Reação Antígeno – Anticorpo

Os antígenos são substâncias capazes de estimular uma resposta imune, ativando especificamente os linfócitos, que são os glóbulos brancos que combatem as infecções no corpo. Em geral, duas divisões principais de antígenos são reconhecidas: antígenos estranhos (ou heteroantígenos) e autoantígenos. Antígenos estranhos se originam de fora do corpo. Os exemplos incluem partes ou substâncias produzidas por vírus ou microorganismos (como bactérias e protozoários), bem como substâncias no veneno de serpentes, certas proteínas nos alimentos e componentes do soro e glóbulos vermelhos de outras pessoas.

Os autoantígenos, por outro lado, se originam dentro do corpo. Normalmente, o corpo é capaz de se distinguir, mas em pessoas com distúrbios autoimunes, substâncias saudáveis do corpo provocam uma resposta imune, levando à geração de autoanticorpos. Um antígeno que induz a resposta imune, isto é, estimula os linfócitos a produzir anticorpos e atacar o antígeno diretamente, é chamado de imunogênio.

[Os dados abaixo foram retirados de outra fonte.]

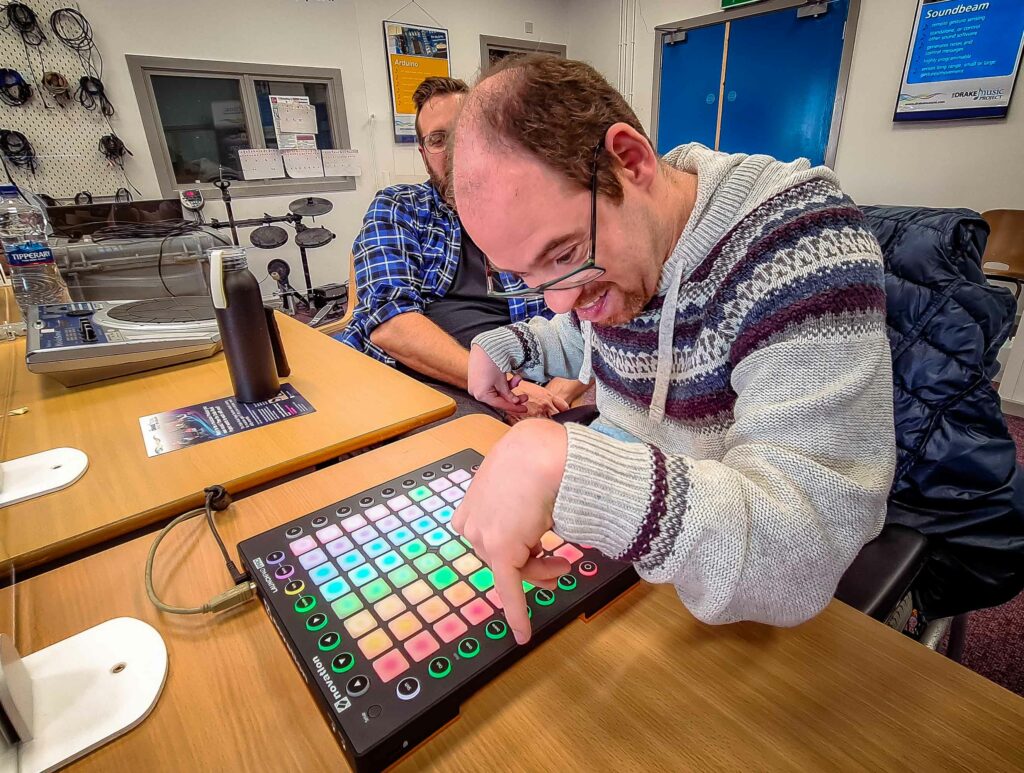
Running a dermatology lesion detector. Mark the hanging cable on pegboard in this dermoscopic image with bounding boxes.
[0,129,38,183]
[0,3,50,109]
[99,132,142,196]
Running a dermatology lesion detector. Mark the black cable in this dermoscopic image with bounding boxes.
[50,8,103,78]
[0,129,37,176]
[3,3,46,48]
[203,485,249,585]
[0,68,32,108]
[42,72,71,108]
[75,75,114,118]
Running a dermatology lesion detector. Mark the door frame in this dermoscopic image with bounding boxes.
[480,35,566,71]
[650,0,860,167]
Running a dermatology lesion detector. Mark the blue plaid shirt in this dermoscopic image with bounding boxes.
[337,182,552,366]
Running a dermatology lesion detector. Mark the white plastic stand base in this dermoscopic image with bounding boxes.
[18,617,167,773]
[0,448,89,507]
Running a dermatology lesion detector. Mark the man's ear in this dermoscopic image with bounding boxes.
[604,123,657,188]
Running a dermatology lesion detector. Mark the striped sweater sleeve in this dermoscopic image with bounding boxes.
[473,314,584,383]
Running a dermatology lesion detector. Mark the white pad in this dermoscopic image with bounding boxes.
[0,448,89,507]
[18,617,167,773]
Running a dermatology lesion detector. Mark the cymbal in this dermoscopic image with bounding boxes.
[266,258,292,283]
[249,225,288,250]
[288,196,334,217]
[295,228,334,249]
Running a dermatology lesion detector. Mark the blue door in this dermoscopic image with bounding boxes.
[657,25,725,154]
[719,0,850,164]
[657,0,850,164]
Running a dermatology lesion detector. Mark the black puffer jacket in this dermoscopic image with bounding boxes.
[864,207,1024,618]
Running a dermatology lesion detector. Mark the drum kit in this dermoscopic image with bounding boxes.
[210,179,345,325]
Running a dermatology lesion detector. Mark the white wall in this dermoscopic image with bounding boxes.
[567,0,1024,211]
[77,0,568,293]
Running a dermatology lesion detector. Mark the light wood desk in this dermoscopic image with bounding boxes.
[0,314,455,569]
[9,417,1024,772]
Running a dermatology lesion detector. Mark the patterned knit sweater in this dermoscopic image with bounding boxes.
[474,144,895,626]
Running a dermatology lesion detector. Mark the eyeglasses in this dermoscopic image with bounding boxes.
[484,134,604,298]
[419,129,447,153]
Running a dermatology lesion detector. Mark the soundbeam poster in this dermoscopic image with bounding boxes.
[893,0,1024,121]
[384,22,452,142]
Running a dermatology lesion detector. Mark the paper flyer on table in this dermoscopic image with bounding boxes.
[138,384,316,457]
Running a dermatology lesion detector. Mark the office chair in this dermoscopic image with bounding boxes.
[982,209,1024,298]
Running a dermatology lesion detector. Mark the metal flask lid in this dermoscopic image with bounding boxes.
[210,247,249,308]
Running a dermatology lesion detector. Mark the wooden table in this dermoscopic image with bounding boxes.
[9,417,1024,772]
[0,314,455,569]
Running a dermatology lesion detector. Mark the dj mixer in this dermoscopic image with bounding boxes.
[239,449,637,771]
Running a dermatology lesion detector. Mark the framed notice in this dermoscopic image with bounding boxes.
[384,20,452,142]
[893,0,1024,121]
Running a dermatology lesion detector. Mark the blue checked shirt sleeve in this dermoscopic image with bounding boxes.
[339,191,424,364]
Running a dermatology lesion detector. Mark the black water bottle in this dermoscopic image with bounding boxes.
[210,247,288,402]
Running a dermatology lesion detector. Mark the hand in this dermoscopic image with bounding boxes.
[544,378,590,410]
[467,345,527,416]
[452,421,570,644]
[512,381,569,419]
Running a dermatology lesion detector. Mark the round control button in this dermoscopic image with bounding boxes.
[306,612,327,631]
[558,574,577,591]
[483,620,509,639]
[427,657,452,679]
[459,637,480,657]
[316,631,341,652]
[331,652,355,674]
[395,677,420,700]
[273,564,295,579]
[345,674,370,698]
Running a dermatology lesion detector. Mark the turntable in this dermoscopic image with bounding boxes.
[26,296,220,386]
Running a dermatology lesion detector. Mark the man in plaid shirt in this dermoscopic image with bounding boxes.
[338,78,586,418]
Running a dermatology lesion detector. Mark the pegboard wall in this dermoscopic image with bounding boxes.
[0,0,137,201]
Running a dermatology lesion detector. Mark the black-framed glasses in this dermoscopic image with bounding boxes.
[484,134,604,298]
[419,129,447,153]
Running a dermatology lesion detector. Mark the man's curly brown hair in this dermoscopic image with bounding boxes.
[474,53,650,204]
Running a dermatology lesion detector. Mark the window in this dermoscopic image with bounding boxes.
[480,35,565,70]
[127,54,355,198]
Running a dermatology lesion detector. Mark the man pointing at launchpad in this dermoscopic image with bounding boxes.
[453,55,895,643]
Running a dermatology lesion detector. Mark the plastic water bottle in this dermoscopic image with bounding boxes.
[0,185,71,319]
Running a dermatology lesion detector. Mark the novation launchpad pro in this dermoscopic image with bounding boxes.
[239,449,637,771]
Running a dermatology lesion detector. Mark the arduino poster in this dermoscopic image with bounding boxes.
[384,22,452,143]
[893,0,1024,121]
[138,384,316,457]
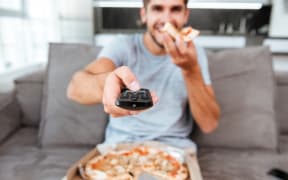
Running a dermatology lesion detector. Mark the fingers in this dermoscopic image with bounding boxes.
[163,32,179,58]
[151,91,158,105]
[102,66,140,117]
[114,66,140,91]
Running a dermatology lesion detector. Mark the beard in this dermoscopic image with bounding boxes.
[148,31,164,49]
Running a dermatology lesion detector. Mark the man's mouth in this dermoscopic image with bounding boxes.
[154,23,164,32]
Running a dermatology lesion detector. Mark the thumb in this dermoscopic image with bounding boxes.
[114,66,140,91]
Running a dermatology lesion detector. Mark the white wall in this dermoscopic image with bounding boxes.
[59,0,93,44]
[269,0,288,37]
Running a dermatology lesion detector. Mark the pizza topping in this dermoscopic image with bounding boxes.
[86,146,188,180]
[162,22,200,42]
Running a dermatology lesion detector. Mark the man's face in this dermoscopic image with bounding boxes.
[140,0,189,47]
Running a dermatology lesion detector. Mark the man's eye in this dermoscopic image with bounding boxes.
[172,7,183,12]
[152,6,163,12]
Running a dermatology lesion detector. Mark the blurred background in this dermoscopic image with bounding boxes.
[0,0,288,92]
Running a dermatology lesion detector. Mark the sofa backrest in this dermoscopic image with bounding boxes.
[12,44,288,150]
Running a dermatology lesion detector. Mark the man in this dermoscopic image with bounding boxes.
[67,0,220,147]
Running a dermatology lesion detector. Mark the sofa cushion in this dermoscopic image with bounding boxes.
[39,44,107,146]
[14,69,45,126]
[198,148,280,180]
[195,47,278,150]
[0,127,92,180]
[0,91,20,145]
[276,72,288,134]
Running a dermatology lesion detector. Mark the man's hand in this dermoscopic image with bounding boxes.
[102,66,157,117]
[164,32,198,72]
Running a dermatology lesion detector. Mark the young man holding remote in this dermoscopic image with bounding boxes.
[67,0,220,147]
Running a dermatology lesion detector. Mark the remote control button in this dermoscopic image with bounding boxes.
[120,92,129,99]
[130,93,138,101]
[141,93,149,100]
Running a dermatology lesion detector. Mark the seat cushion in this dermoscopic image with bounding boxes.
[195,47,278,150]
[14,69,45,126]
[0,128,92,180]
[198,148,288,180]
[276,72,288,134]
[39,44,108,146]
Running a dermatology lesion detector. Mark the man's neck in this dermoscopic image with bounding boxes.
[144,32,166,55]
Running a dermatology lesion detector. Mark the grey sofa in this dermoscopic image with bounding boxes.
[0,44,288,180]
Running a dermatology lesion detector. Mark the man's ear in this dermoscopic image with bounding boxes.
[140,8,146,24]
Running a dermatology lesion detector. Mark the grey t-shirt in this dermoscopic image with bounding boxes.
[98,34,210,148]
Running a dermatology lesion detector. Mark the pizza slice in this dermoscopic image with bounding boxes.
[162,22,200,42]
[85,146,188,180]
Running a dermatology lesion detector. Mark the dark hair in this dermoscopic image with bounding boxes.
[143,0,188,8]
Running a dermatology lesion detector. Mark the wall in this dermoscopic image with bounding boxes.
[269,0,288,38]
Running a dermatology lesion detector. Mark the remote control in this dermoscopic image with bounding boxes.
[115,88,153,110]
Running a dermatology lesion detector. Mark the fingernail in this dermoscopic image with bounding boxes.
[175,36,181,46]
[129,111,138,116]
[128,81,140,91]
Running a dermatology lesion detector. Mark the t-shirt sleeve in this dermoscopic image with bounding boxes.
[97,35,127,67]
[196,46,211,85]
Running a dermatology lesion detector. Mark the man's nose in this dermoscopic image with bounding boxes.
[163,11,173,22]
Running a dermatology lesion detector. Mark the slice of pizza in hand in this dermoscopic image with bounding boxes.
[162,22,200,42]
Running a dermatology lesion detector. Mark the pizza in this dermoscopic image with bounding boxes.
[85,145,188,180]
[162,22,200,42]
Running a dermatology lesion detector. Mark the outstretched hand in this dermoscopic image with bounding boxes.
[102,66,157,117]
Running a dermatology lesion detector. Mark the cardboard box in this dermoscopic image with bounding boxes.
[65,142,203,180]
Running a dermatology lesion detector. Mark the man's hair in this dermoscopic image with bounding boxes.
[143,0,189,8]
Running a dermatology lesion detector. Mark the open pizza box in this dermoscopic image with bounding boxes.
[64,141,203,180]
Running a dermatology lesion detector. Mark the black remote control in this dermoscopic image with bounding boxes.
[115,88,153,110]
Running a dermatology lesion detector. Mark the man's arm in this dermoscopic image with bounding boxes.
[67,58,116,105]
[67,58,157,117]
[164,33,220,133]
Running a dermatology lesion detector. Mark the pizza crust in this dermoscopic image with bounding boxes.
[162,22,200,42]
[85,146,188,180]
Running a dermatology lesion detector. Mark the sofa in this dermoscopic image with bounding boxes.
[0,43,288,180]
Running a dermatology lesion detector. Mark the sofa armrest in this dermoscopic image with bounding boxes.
[0,91,21,144]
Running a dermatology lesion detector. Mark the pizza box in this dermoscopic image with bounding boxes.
[63,141,203,180]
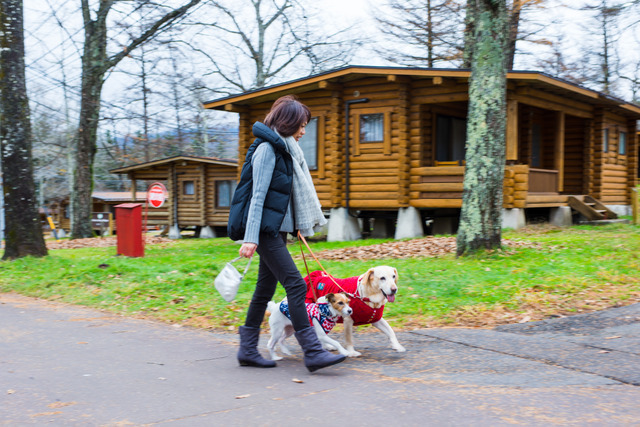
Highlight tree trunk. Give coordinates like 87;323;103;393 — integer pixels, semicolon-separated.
507;0;522;70
70;0;202;239
462;0;477;68
457;0;508;256
0;0;47;259
70;5;108;239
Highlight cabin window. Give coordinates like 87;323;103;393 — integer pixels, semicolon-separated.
216;181;238;208
618;132;627;155
531;123;542;168
182;181;196;196
436;115;467;162
298;117;318;170
360;113;384;142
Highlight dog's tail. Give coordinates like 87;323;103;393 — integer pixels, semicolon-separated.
267;301;280;313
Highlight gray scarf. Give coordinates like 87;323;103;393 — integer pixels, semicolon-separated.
276;132;327;237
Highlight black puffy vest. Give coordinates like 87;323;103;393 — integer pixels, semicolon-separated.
227;122;293;240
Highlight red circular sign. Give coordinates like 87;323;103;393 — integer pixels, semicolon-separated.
147;182;167;208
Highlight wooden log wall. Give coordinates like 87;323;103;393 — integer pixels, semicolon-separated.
589;109;604;199
237;111;253;181
340;78;402;209
502;165;529;209
593;111;637;205
176;165;204;227
330;90;344;208
391;82;411;207
409;103;427;171
202;165;236;226
627;124;640;188
517;104;533;164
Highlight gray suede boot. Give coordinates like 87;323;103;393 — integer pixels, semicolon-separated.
238;326;276;368
295;326;347;372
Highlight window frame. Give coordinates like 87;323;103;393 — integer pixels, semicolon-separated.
432;111;467;165
300;115;324;171
618;130;628;156
214;179;238;210
349;107;393;156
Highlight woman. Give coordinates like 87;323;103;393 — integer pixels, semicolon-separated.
228;95;345;372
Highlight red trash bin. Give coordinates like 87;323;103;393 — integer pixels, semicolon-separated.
115;203;144;257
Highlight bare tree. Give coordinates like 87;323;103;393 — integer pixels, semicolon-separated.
201;0;356;92
71;0;201;238
376;0;464;67
0;0;47;259
463;0;554;70
456;0;508;256
582;0;624;94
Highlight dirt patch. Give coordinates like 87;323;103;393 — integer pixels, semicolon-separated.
46;236;175;249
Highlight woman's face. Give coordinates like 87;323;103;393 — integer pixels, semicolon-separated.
293;122;307;141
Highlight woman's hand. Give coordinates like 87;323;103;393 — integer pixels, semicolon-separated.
239;243;258;258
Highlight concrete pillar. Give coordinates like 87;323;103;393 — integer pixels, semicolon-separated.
502;208;527;230
394;207;423;239
327;208;362;242
200;225;218;239
432;217;457;236
549;206;573;227
606;205;632;216
371;218;395;239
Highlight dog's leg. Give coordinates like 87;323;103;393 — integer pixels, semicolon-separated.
313;319;349;356
372;317;407;353
343;316;362;357
279;326;293;356
267;324;283;360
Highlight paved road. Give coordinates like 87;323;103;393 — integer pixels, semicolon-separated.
0;294;640;427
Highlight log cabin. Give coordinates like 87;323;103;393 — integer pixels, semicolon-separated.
110;156;238;238
205;66;640;240
47;191;150;233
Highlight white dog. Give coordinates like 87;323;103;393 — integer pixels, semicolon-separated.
305;265;406;357
267;293;353;360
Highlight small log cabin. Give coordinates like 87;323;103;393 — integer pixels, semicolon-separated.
110;156;238;238
205;66;640;240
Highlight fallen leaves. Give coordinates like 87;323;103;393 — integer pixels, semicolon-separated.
46;236;175;249
316;236;541;261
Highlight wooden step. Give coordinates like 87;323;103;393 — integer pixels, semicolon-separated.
568;195;618;221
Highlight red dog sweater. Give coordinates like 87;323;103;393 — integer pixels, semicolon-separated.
304;270;384;326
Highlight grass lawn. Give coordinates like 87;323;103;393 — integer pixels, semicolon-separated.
0;224;640;330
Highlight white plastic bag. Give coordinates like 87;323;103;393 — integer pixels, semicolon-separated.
218;257;251;302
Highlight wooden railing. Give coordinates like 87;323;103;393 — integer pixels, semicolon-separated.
410;165;529;208
529;168;558;193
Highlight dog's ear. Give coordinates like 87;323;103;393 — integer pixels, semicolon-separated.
364;268;376;286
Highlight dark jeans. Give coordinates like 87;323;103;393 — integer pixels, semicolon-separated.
244;233;310;331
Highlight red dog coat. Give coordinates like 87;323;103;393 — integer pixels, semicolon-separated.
304;270;384;326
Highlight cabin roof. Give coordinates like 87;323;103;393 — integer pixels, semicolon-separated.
204;65;640;119
91;191;147;202
109;156;238;173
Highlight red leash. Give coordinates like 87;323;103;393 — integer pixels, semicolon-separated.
298;230;358;302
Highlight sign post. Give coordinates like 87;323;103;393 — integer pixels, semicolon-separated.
143;182;167;239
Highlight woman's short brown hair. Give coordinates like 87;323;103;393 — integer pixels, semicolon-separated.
264;95;311;138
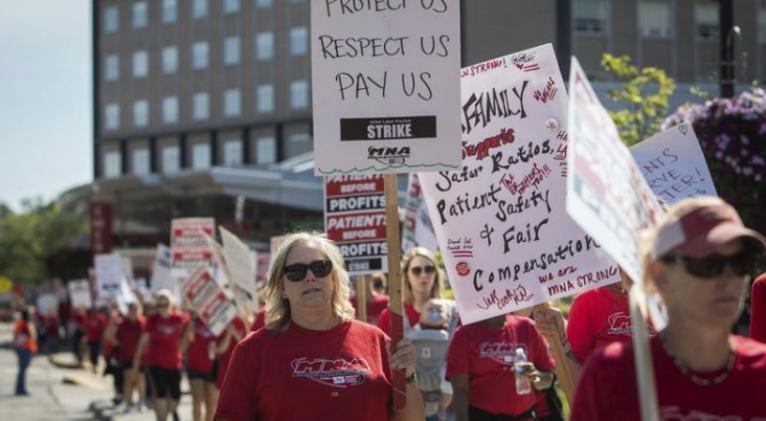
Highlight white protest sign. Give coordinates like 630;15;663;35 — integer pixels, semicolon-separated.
218;227;258;311
630;123;718;205
418;44;619;323
566;57;662;283
311;0;460;175
182;266;237;336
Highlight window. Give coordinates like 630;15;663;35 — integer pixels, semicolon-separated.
104;6;120;34
162;145;181;174
255;85;274;113
255;136;277;165
192;92;209;120
104;54;120;80
162;45;178;74
223;139;242;167
290;26;308;56
133;1;147;29
192;0;207;19
162;96;178;123
192;41;208;70
255;32;274;60
133;50;149;77
133;99;149;127
572;0;607;34
638;0;671;38
104;104;120;130
290;80;309;110
223;89;242;117
132;148;149;175
162;0;178;23
104;151;122;178
223;37;239;64
192;143;210;170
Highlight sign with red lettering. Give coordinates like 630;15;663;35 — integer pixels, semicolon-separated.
325;175;388;274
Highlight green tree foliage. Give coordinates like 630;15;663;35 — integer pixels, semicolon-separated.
601;53;676;146
0;200;87;284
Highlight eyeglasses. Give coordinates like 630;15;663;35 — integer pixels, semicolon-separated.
410;265;436;276
282;259;332;282
660;250;756;279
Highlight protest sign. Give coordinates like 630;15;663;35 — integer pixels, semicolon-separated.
181;266;237;336
630;123;718;205
418;44;619;323
311;0;460;175
402;173;439;253
67;279;93;310
325;175;388;274
566;57;662;283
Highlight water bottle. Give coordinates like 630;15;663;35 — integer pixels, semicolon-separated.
513;347;532;395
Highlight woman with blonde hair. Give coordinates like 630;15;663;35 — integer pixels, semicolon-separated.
571;197;766;421
216;233;423;421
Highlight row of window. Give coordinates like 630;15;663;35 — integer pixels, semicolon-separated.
104;26;308;81
104;80;309;130
103;0;303;33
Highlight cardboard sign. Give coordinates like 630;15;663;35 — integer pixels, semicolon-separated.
566;57;662;283
418;44;619;323
630;123;718;205
311;0;460;175
324;175;388;274
182;266;237;336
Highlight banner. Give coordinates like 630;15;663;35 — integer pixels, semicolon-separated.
418;44;619;323
311;0;460;175
630;123;718;205
182;266;237;336
566;57;662;283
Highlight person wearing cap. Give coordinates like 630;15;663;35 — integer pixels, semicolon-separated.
570;197;766;421
216;233;424;421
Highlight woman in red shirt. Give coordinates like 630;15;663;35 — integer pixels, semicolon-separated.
216;233;424;421
570;197;766;421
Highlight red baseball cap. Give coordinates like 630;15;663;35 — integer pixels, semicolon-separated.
652;202;766;258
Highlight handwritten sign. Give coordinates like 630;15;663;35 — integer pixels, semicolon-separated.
325;175;388;274
311;0;460;175
418;44;619;323
630;123;718;205
566;57;662;283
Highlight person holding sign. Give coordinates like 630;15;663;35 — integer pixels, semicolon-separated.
216;233;424;421
571;197;766;421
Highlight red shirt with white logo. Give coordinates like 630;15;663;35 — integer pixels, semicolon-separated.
216;320;393;421
447;315;553;415
570;336;766;421
146;312;188;370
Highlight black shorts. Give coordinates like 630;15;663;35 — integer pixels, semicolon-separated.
149;367;181;400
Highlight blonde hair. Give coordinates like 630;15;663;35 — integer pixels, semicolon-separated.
402;247;444;304
265;232;355;332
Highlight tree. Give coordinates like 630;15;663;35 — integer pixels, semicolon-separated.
601;53;676;146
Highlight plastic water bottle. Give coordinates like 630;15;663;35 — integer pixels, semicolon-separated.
513;347;532;395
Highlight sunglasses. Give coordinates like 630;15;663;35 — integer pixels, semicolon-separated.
410;265;436;276
660;250;756;279
282;259;332;282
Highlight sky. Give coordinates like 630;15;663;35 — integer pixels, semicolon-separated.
0;0;93;210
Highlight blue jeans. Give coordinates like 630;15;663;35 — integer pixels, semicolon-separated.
16;348;32;395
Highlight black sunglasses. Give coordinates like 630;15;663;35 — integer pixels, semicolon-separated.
410;265;436;276
282;259;332;282
660;250;756;279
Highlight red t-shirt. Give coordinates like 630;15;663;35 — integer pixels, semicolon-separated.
378;304;420;336
750;273;766;343
117;316;146;363
447;316;553;415
570;336;766;421
216;320;393;421
146;312;188;370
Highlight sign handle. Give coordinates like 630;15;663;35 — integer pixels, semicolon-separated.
383;174;407;409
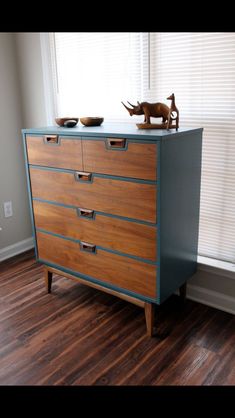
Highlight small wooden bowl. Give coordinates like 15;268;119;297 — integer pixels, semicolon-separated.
55;118;79;126
80;117;104;126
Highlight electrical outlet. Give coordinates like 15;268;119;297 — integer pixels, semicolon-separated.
3;201;13;218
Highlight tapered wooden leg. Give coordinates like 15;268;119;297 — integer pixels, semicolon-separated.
179;282;187;302
144;302;154;337
44;267;53;293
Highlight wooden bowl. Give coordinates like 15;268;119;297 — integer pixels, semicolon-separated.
80;117;104;126
55;117;79;127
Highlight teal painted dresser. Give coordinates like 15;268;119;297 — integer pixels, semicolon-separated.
22;124;202;335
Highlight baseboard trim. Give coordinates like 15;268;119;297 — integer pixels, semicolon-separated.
0;237;34;261
187;283;235;314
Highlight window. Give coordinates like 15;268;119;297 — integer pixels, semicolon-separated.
49;33;141;120
42;32;235;262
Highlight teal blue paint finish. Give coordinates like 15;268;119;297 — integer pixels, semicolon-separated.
160;132;202;302
29;164;157;184
36;228;158;266
22;123;203;304
156;142;161;304
22;134;38;257
38;258;157;303
33;197;158;228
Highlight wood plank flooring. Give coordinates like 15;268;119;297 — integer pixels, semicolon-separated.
0;251;235;386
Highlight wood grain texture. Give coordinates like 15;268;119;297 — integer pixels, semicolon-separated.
0;251;235;386
82;139;157;180
0;251;235;386
26;135;83;170
30;167;157;223
44;266;146;308
37;232;157;298
33;200;157;261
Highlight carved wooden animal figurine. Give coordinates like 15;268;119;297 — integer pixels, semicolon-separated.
122;101;170;124
167;93;179;131
122;93;179;130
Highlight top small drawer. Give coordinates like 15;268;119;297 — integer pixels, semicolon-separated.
82;138;157;180
26;135;83;170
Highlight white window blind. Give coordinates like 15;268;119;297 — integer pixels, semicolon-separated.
54;32;141;120
47;32;235;263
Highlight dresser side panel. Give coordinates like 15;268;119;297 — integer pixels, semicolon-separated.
160;132;202;303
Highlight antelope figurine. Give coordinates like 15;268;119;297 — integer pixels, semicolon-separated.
166;93;179;131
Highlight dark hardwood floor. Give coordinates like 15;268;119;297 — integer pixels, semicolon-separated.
0;251;235;385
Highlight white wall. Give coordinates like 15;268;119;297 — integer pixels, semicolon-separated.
0;33;32;250
0;33;235;313
15;32;46;128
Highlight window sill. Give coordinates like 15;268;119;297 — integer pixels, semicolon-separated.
197;255;235;279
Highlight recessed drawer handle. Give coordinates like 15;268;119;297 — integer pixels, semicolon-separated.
44;135;59;145
80;241;96;253
106;138;126;149
74;171;92;181
77;208;94;218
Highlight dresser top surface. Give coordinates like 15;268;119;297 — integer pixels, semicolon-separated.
22;123;203;141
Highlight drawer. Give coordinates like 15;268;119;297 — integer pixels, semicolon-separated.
30;167;157;223
26;135;83;170
37;232;156;298
82;138;157;180
33;200;157;261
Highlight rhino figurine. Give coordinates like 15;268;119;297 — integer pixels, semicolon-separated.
121;93;179;129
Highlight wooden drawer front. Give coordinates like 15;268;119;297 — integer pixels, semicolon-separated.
37;232;156;298
26;135;83;170
82;138;157;180
33;200;156;261
30;167;156;223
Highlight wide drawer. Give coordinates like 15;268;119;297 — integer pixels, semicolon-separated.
33;200;157;261
30;167;157;223
37;232;157;298
82;138;157;180
26;135;83;170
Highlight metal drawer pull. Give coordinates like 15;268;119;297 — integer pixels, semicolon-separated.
78;208;94;218
80;241;96;253
106;138;126;149
74;171;92;181
44;135;59;145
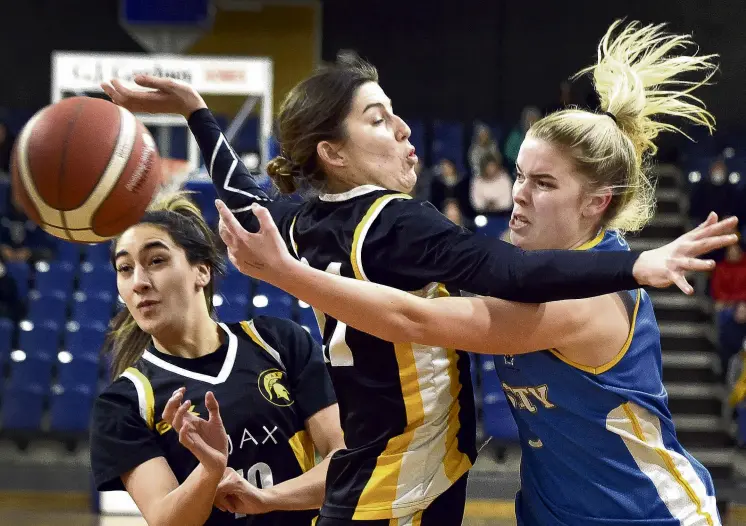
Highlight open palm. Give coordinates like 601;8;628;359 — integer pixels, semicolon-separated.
163;389;228;473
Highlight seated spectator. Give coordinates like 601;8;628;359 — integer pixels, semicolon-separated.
0;199;54;263
470;153;513;217
430;159;473;218
710;240;746;310
0;255;25;323
718;301;746;378
469;123;500;176
505;106;541;167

Na superfície dos antígenos existem regiões, chamadas determinantes antigênicos, que se ajustam e se ligam às moléculas receptoras de estrutura complementar na superfície dos linfócitos. A ligação dos receptores linfocitários às moléculas da superfície do antígeno estimula os linfócitos a se multiplicarem e a iniciar uma resposta imune, incluindo a produção de anticorpos, a ativação de células citotóxicas, ou ambas, contra o antígeno. A quantidade de anticorpo formado em resposta à estimulação depende do tipo e quantidade de antígeno envolvido, da via de entrada no organismo e das características individuais do hospedeiro.

Os anticorpos fazem parte das proteínas plasmáticas circulantes conhecidas como imunoglobulinas, que são classificadas por tamanho, peso molecular e por várias outras propriedades bioquímicas. A maioria dos anticorpos do grupo sanguíneo é encontrada nas moléculas de imunoglobulina G (IgG) ou imunoglobulina M (IgM), mas ocasionalmente a classe de imunoglobulina A (IgA) pode exibir especificidade de grupo sanguíneo. Os anticorpos naturais são o resultado da imunização por substâncias da natureza que possuem estruturas semelhantes aos grupos sanguíneos humanos. Esses anticorpos estão presentes em um indivíduo, apesar do fato de não ter havido exposição prévia aos antígenos correspondentes dos glóbulos vermelhos, por exemplo, anti-A no plasma de pessoas do grupo sanguíneo B e anti-B no plasma de pessoas do grupo sanguíneo A. Os anticorpos imunológicos são evocados pela exposição ao antígeno correspondente dos glóbulos vermelhos.

A intensidade da interação entre o anticorpo e o antígeno em locais antigênicos únicos pode ser descrita pela afinidade do anticorpo para o antígeno.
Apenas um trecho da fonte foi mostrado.